We get caught up in a painful impulse of wanting to say things back at the person who criticises us.
We end up rehearsing an endless story about who is right or wrong and why.
We want to prove that “I am right and you are wrong.” Whether we have a chance to say something back, or can’t say anything at that time, the urge to prove ourselves to others can possess us sometimes.
From a psychological point of view, what does the need to prove ourselves reflect about ourselves?
What is our intention when we try to prove ourselves?
What are we trying to get out of the action?
On a surface level, the person who tries to prove themselves appears to rationally justify themselves and point out why the other person is wrong.
But on a deeper level, what often happens is that the person tries to do so because they just cannot bear a sense of being criticised as it makes the person feel unworthy.
The need to prove ourselves to others often stems from a moment of feeling vulnerable, unaccepted, undermined, or misunderstood.
There is a deep sense of unworthiness behind it.
We don’t want to feel a sense of unworthiness or we don’t want to accept that we are unworthy, the urge of wanting to prove ourselves tries to protect us from the most vulnerable feeling of unworthiness.
The reason why we want to prove ourselves when feeling criticised or misunderstood, we are deep down not confident of ourselves.
When we rely on others for validating our self-worth, we get easily hurt and vulnerable.
We don’t need other people to validate ourselves if we already feel worthy and enough.
When we notice the impulsive urge to justify ourselves welling up, there are two useful things we can do.
- Notice a feeling and name it
- Allow yourself to sit with a feeling and say to yourself “I am feeling xxx and that’s OK”
These two steps are simple but very powerful.

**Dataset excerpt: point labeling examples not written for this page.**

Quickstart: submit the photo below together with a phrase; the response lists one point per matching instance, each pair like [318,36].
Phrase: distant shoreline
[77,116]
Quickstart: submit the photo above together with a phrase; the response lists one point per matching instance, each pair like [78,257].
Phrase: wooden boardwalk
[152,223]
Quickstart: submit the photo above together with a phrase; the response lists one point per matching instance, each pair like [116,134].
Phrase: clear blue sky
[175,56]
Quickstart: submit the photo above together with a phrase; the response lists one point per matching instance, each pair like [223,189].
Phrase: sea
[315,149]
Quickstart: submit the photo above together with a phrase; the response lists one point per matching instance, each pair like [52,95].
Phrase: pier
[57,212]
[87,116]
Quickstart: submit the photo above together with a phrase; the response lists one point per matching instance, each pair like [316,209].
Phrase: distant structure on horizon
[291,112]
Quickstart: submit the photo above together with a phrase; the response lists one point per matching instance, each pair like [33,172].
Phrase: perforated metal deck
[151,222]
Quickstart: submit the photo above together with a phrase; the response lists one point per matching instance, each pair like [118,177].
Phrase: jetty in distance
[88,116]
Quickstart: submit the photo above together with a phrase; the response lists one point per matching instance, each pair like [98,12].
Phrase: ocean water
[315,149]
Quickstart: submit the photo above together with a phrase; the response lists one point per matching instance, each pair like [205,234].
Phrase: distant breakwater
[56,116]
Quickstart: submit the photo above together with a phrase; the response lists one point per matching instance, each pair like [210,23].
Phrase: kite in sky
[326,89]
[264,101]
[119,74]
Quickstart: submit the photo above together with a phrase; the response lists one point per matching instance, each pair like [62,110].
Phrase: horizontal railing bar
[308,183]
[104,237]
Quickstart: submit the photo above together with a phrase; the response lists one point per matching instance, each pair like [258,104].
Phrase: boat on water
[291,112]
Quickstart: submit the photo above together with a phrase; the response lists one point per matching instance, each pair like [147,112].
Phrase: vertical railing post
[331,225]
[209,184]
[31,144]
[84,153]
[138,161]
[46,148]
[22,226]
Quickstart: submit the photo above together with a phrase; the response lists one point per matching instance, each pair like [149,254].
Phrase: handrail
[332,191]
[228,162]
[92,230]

We need to investigate what lies behind the urge to justify ourselves.
It cultivates a deep sense of self-acceptance of whatever we experience without judgement.
Self-acceptance is a foundation of self-confidence.
The more accepting we become of ourselves, the more we can trust our experience and stand our ground.
In this process of developing self-awareness and self-acceptance, we will be able to break the chain of reactivity of negative emotions and choose a new or different way to respond to the situation.
As long as we are OK in our hearts, others’ opinions and behaviours doesn’t matter much to us.
When we feel the urge to prove ourselves, we need to communicate with ourselves first, rather than trying to communicate with the other person.
All we do is to be with our vulnerable parts of us which are hurting and afraid, and need to be nurtured.
This is the act of compassion for ourselves.
It takes a conscious practice of cultivating our self-worth when we feel criticised or rejected.
Prove ourselves to ourselves, not others.